Les politiques sectorielles en Afriques visent également la formation et l’enseignement supérieur, et notre laboratoire joue ici tout son rôle de partenaire fidèle auprès des collègues de l’université des sciences juridiques et politiques de Bamako, de l’université internationale de Rabat, des universités sénégalaises Cheikh Anta Diop, Gaston-Berger et Assane Seck, de l’université de Dschang, etc. En retour, le laboratoire met à profit ses partenariats et son expérience interdisciplinaire et comparatiste (grâce aux compétences du laboratoire sur le Proche-Orient, les Antilles, le sous-continent indien, le Pacifique) pour animer sur le site bordelais des parcours de master (Risques et développement aux Suds à Sciences Po Bordeaux, Master d’études interdisciplinaires des dynamiques africaines à l’université Bordeaux Montaigne - UBM, International Master of African Studies commun à l’UBM et à Bayreuth), une Chaire Unesco de formation des professionnels du développement durable (UBM), ou encore une école d’été de l’université de Bordeaux dédiée aux Sustainable African Cities.

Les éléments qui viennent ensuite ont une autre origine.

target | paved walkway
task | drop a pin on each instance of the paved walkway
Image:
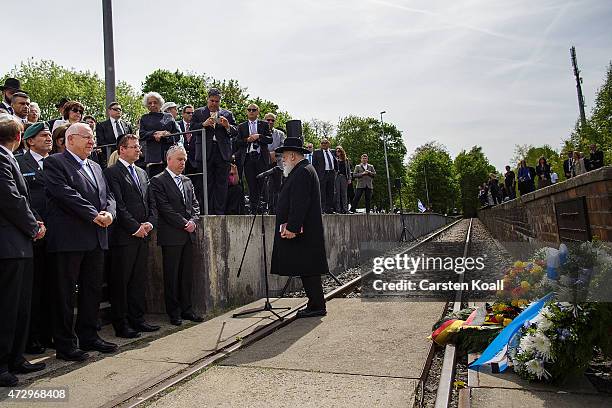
(106, 380)
(362, 354)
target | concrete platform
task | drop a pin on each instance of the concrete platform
(141, 364)
(514, 398)
(234, 387)
(363, 338)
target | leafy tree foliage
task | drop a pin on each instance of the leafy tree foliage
(358, 135)
(46, 83)
(430, 172)
(472, 168)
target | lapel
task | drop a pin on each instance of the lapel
(80, 169)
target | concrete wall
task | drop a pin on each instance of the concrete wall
(532, 217)
(221, 242)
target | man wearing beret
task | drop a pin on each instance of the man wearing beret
(299, 242)
(38, 139)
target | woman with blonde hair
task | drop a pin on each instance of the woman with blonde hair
(343, 179)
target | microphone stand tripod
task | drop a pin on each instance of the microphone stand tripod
(267, 307)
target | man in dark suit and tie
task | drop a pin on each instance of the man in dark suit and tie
(326, 165)
(110, 131)
(220, 130)
(38, 139)
(177, 214)
(129, 237)
(80, 208)
(18, 228)
(256, 136)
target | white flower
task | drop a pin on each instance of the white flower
(541, 344)
(536, 367)
(527, 343)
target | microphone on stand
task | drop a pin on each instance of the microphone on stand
(269, 172)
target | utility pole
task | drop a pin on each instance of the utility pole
(109, 53)
(578, 86)
(382, 127)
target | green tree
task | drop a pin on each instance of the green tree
(430, 173)
(359, 135)
(46, 83)
(178, 87)
(472, 169)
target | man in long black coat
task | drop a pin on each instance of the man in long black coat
(299, 243)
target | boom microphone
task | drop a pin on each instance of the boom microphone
(269, 172)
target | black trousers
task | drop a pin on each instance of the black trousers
(327, 183)
(253, 165)
(178, 278)
(217, 179)
(85, 269)
(43, 281)
(358, 194)
(314, 292)
(15, 293)
(126, 282)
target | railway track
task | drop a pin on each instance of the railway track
(348, 289)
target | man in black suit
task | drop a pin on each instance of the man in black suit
(256, 135)
(220, 129)
(18, 228)
(110, 131)
(129, 240)
(326, 165)
(595, 158)
(178, 212)
(38, 139)
(80, 208)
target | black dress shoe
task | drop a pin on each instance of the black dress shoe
(127, 333)
(8, 380)
(99, 345)
(145, 327)
(192, 316)
(311, 313)
(26, 367)
(72, 355)
(35, 348)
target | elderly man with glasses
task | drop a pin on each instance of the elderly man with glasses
(80, 209)
(110, 131)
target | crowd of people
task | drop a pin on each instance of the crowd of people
(530, 178)
(81, 197)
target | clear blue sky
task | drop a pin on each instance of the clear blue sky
(488, 72)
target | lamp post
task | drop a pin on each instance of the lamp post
(382, 127)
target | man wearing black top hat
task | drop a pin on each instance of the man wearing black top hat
(11, 86)
(299, 243)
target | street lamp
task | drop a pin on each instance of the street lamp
(382, 127)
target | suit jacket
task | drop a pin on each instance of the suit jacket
(173, 212)
(190, 145)
(106, 136)
(364, 180)
(133, 202)
(18, 224)
(299, 206)
(223, 136)
(74, 200)
(265, 139)
(35, 177)
(318, 161)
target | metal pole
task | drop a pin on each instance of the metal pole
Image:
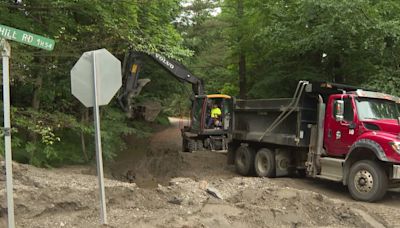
(99, 154)
(6, 52)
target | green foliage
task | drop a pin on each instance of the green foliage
(50, 127)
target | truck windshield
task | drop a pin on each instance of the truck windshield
(371, 108)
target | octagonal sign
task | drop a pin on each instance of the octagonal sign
(108, 77)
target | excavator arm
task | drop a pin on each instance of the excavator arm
(133, 84)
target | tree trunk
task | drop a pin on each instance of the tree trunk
(35, 103)
(84, 119)
(242, 76)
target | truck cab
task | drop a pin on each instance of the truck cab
(362, 115)
(326, 130)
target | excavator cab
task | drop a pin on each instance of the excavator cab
(204, 130)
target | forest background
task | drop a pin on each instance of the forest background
(244, 48)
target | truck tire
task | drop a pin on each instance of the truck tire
(367, 181)
(192, 145)
(244, 160)
(264, 163)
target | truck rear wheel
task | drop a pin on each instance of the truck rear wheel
(264, 163)
(367, 181)
(244, 160)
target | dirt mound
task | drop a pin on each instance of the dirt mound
(162, 187)
(68, 198)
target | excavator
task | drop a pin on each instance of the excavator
(199, 134)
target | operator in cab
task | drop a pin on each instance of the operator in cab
(215, 116)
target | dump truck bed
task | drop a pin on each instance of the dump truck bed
(252, 118)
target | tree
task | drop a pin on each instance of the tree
(46, 118)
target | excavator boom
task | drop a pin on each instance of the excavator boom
(133, 84)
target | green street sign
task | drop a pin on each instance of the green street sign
(26, 38)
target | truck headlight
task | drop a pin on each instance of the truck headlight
(395, 146)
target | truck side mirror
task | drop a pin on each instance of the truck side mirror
(339, 110)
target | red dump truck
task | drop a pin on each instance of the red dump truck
(327, 131)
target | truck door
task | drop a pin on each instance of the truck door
(339, 135)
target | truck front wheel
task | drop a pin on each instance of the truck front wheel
(264, 163)
(367, 181)
(244, 160)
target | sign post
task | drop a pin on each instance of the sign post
(6, 52)
(8, 33)
(98, 72)
(99, 152)
(26, 38)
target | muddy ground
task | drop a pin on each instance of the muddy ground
(154, 185)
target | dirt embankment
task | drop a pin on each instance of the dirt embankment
(154, 185)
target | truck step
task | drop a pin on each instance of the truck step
(331, 169)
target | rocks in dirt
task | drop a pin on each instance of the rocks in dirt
(130, 176)
(203, 184)
(214, 192)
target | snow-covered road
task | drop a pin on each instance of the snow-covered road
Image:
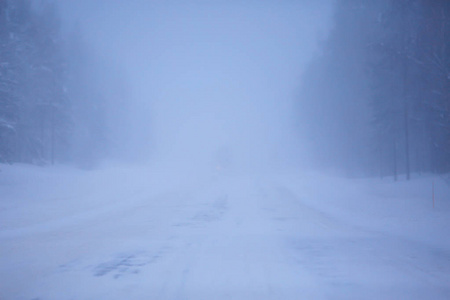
(241, 237)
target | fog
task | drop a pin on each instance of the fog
(205, 79)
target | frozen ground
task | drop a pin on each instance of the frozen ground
(127, 233)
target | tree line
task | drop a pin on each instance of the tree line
(48, 106)
(380, 90)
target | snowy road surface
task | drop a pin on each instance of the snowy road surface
(229, 238)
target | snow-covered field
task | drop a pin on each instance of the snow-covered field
(134, 233)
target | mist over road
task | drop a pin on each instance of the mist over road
(228, 237)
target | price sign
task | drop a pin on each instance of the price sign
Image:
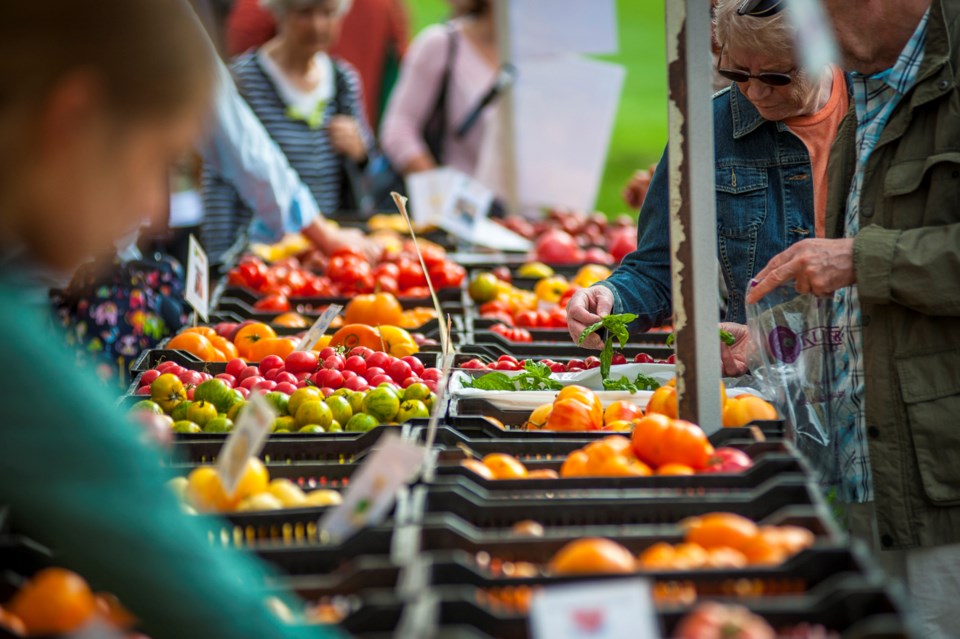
(245, 441)
(319, 327)
(595, 610)
(198, 279)
(373, 488)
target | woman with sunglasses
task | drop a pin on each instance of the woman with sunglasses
(773, 129)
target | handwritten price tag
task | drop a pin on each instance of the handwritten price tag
(373, 488)
(319, 327)
(198, 279)
(595, 610)
(245, 441)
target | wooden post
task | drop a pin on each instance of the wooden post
(693, 241)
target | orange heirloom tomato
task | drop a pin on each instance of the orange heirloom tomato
(373, 309)
(352, 335)
(194, 343)
(249, 335)
(648, 438)
(589, 398)
(663, 402)
(571, 415)
(686, 443)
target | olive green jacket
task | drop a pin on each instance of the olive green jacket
(907, 262)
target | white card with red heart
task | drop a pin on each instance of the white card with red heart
(615, 609)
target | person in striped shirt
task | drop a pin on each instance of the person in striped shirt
(312, 107)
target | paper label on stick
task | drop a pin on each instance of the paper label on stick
(373, 488)
(594, 610)
(198, 279)
(319, 327)
(245, 441)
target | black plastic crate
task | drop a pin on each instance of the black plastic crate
(475, 406)
(648, 509)
(494, 345)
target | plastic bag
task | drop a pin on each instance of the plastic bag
(799, 361)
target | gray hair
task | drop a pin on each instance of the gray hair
(280, 7)
(767, 34)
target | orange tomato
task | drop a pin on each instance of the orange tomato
(225, 346)
(720, 530)
(194, 343)
(505, 466)
(280, 346)
(543, 473)
(373, 309)
(478, 467)
(675, 469)
(592, 555)
(538, 418)
(663, 402)
(206, 331)
(686, 443)
(291, 320)
(589, 398)
(352, 335)
(575, 465)
(249, 335)
(622, 410)
(647, 438)
(572, 415)
(744, 409)
(55, 602)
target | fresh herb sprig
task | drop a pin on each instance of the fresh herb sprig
(615, 326)
(535, 376)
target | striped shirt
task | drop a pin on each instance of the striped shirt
(226, 216)
(875, 98)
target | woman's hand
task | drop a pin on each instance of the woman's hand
(734, 358)
(345, 137)
(588, 306)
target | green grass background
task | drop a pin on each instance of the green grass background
(639, 134)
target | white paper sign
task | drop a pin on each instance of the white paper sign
(541, 28)
(373, 488)
(595, 610)
(245, 441)
(198, 279)
(319, 327)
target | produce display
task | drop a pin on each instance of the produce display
(547, 482)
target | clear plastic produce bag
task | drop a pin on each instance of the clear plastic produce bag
(799, 360)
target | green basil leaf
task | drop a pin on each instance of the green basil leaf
(493, 381)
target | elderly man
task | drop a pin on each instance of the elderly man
(893, 266)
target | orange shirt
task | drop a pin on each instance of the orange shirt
(817, 131)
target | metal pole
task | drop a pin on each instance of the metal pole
(693, 240)
(506, 120)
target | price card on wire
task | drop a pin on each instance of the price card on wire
(198, 279)
(245, 441)
(319, 328)
(373, 488)
(615, 609)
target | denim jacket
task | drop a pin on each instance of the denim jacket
(764, 189)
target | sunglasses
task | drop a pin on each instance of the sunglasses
(738, 75)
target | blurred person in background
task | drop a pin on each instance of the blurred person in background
(373, 38)
(446, 74)
(95, 107)
(310, 105)
(773, 130)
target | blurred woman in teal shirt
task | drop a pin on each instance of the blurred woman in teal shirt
(96, 100)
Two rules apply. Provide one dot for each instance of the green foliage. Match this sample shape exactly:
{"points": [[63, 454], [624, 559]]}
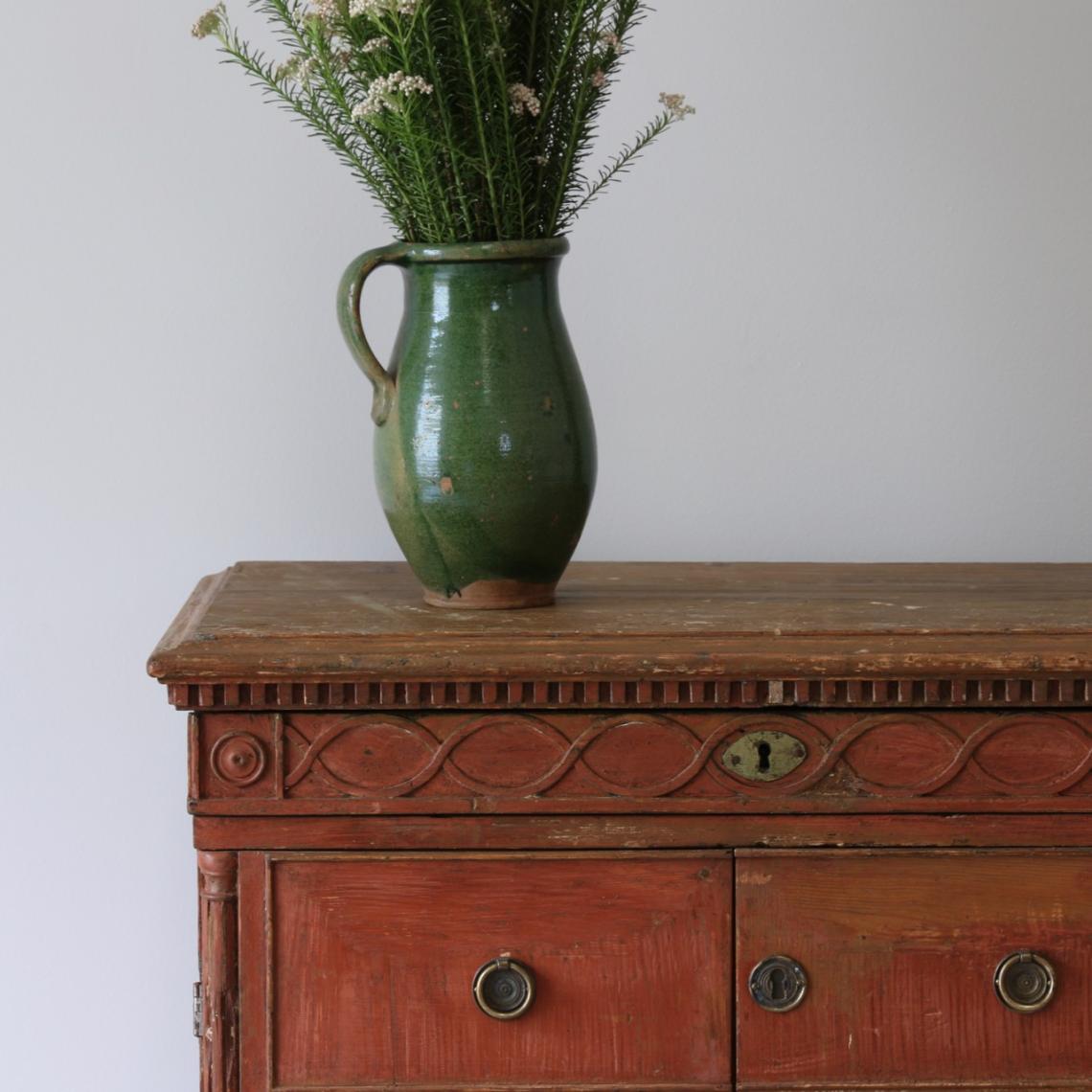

Le laboratoire LAM constitue ainsi à la fois un lieu de production de savoirs et la courroie de partenariats au long cours en Afriques, en lien étroit avec les autres dispositifs du CNRS (réseau des UMIFRE, GIS Études africaines en France, projet Science ouverte pour les études africaines, etc.), et avec ses partenaires européens (réseau d’études africaines en Europe AEGIS, université de Bayreuth, etc.). Toutefois, une menace pèse aujourd’hui sur son action. Le laboratoire LAM attire des candidats au doctorat en science politique issus du continent africain, qui occupent ensuite des fonctions académiques (et/ou politiques), et nourrissent des partenariats communs. Nombre de ces thèses ont été excellentes, financées uniquement par les familles, ou par des jobs étudiants. En exigeant l’obtention de financements sur contrat avant toute inscription en thèse, sur le modèle des sciences dites exactes, les écoles doctorales érigent aujourd’hui une barrière préjudiciable : malgré de très bons dossiers dans leurs établissements d’origine, ces étudiantes et étudiants ne possèdent pas toujours les codes pour convaincre de leur « employabilité » immédiate devant un jury en partie éloigné des études africaines (car réunissant des disciplines différentes), face à d’autres candidats dont la socialisation s’est entièrement déroulée en France. En excluant ces profils de nos écoles doctorales, nous perdrons demain une courroie essentielle de collaboration scientifique avec les Afriques.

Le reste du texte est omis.